Residents in Woodsetts, Rotherham, have crowdfunded £10,000 to pay a lawyer to help them oppose the application by Ineos to carry out test core drilling on a field just outside the village.
Councillors in Rotherham have twice refused planning permission for the well, citing concerns about highway safety and the lack of information on control of environmental impacts. Denying Ineos for the second time in September against the advice of their own planners, councillors said they worried about the proximity to Berne Square, which provides housing for people who are elderly or ill.
Ineos, which is owned by Jim Ratcliffe, who was named by the Sunday Times as Britain’s richest man, appealed to the planning inspectorate, which on Tuesday will hear the case campaigners are describing as “David v Goliath”.
Ineos has a UK petroleum exploration and development licence (PEDL) for a field outside Woodsetts, which allows it to pursue a range of oil and gas exploration activities, subject to necessary drilling and development consents and planning permission.

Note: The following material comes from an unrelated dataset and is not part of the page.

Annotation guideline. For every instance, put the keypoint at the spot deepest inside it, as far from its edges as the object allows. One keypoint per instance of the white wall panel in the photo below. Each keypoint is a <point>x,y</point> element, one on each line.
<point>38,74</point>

Matthew Wilkinson, from Woodsetts Against Fracking, said houses in Berne Square backed on to Ineos’s site: “[It] would be clearly visible from their homes. You could throw a ball and probably get very close to the well pad.”

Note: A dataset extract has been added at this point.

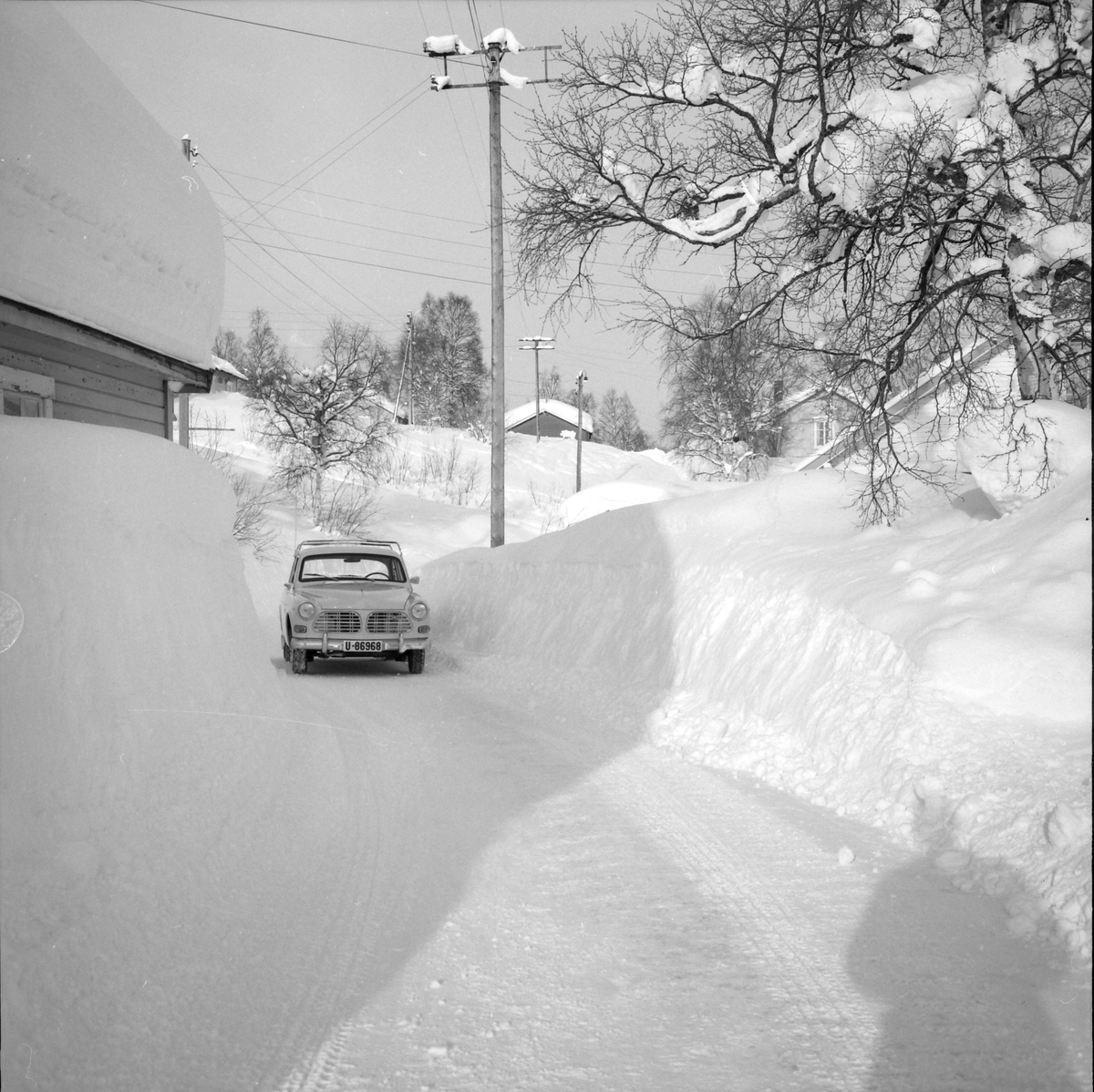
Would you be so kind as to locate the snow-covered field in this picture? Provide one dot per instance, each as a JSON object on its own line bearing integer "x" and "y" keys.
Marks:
{"x": 163, "y": 778}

Three weeks ago Ineos submitted an application to erect a 270-metre-long fence as an “acoustic sound barrier” to shield the estate, which has already been dubbed the “Great Wall of Ineos”.
Wilkinson said the fence would make residents feel trapped. “If somebody sticks a huge wall up outside your house, which it pretty much is, you’re going to feel enclosed.
“The ‘Great Wall of Ineos’ will act like nothing more than a prison wall to the most vulnerable people in our village, obscuring their views, reducing their light and causing stress.”
The Conservative government is in favour of fracking and has made it difficult for local councils to deny planning permission to energy firms hoping to frack for shale gas. To turn down a fracking application, councillors must cite concerns over traffic, noise or environmental impact, rather than an ideological objection to the process of fracking.
In Rotherham, the chair of the planning board, David Sheppard, said: “Originally, the application was refused on the basis of the impact on highway safety and the impact on local residents in terms of noise and general distribution. In March 2018, the objection in relation to the impact on highway safety was withdrawn given there was not enough evidence to provide a robust case, although our other objection remains and will be made at the inquiry.”
Residents have put their own money up to pay experts to challenge Ineos at the inquiry.
A spokeswoman for Woodsetts Against Fracking said: “They are David fighting Goliath; taking on a multinational company which puts growth and profit before people and the planet.”
In Woodsetts, Ineos has applied to construct a site to test a vertical hydrocarbon exploratory core well for five years. It has been designed to extract a “core” sample of the rock for laboratory analysis to identify the geological characteristics of the rock and its gas-producing properties, according to Ineos.
The energy firm says it wants to drill to “gain scientific knowledge of what is below the surface – as has been agreed by many councils many times in the past to support the coal industry in the region. This may or may not lead to a thriving shale industry … If gas is present and can be safely extracted and flowed at commercial rates we know that this won’t add costs to councils but rather provide jobs, investment and secure energy in parts of Britain that need it most.”
Last year the planning inspectorate overruled Derbyshire county council to grant permission to Ineos to erect a drilling rig near the village of Marsh Lane. The planning inspector concluded that there would be “slight harm” in terms of the living conditions of residents near the development, but not enough to “outweigh the benefits of the exploration”.